# submersible heater suggestions



## antoniacp (Sep 1, 2016)

I have a 5.5 gal tank housing a male betta and 2 ghost shrimp. With it being summertime, my apartment stays pretty warm. But, with the cooler months approaching, I want to make sure that the water temp stays on the warm side for the fish. 

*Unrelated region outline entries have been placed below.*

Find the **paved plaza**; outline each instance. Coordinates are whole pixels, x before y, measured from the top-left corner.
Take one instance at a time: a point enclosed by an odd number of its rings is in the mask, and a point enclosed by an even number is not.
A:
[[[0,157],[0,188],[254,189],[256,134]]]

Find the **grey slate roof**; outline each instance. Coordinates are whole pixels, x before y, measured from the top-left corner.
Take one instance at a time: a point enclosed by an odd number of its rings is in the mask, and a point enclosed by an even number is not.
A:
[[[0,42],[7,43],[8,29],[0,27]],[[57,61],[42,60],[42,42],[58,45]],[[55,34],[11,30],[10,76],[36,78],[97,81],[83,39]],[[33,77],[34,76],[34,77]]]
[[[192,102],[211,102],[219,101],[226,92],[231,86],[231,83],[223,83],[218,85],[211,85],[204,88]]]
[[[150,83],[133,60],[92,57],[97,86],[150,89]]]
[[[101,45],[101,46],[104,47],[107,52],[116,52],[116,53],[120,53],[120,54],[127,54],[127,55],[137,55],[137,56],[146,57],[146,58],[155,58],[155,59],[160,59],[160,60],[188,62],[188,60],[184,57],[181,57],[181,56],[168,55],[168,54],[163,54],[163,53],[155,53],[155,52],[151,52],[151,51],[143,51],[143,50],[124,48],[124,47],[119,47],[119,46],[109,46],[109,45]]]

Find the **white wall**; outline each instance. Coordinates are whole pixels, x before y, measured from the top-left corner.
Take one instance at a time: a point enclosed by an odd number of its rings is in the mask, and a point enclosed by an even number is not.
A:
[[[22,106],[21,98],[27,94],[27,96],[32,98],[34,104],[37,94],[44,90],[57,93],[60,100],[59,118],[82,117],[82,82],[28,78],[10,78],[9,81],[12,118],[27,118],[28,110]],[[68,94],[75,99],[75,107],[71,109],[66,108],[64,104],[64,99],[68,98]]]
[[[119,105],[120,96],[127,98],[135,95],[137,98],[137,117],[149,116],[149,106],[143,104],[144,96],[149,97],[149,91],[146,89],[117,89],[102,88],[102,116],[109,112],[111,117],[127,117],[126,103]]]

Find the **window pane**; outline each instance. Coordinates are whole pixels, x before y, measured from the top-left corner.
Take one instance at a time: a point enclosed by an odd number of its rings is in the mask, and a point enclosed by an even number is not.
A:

Does anyone have suggestions for a submersible heater to accommodate my tank size? Any heaters/brands that I should steer clear of? 

Thanks in advance!


----------



## TheOldSalt (Jan 28, 2005)

Walmart sells a little heater that works fairly well. It's submersible and preset to 78 degrees. Plop it in, let it sit for an hour, and then plug it in. That's it.
NOTE: With all heaters, it is important that you let it sit in the tank for an hour before plugging it in, as this calibrates the thermostat.


----------



## toddnbecka (Jun 30, 2006)

Alternatively, you can use a small zoo-med stick-on reptile heater on the bottom of a small tank. The medium and large sizes get too hot w/out a thermostat to regulate them, but the small ones are lower wattage and max out in the 70's. There are also similar heaters made for betta bowls and such, but I'm not sure what their capacity is.


----------



## supperfish (Oct 17, 2016)

For my 5 gallon fish tank, I use a small aquarium heater under 25 watt and it works well.


----------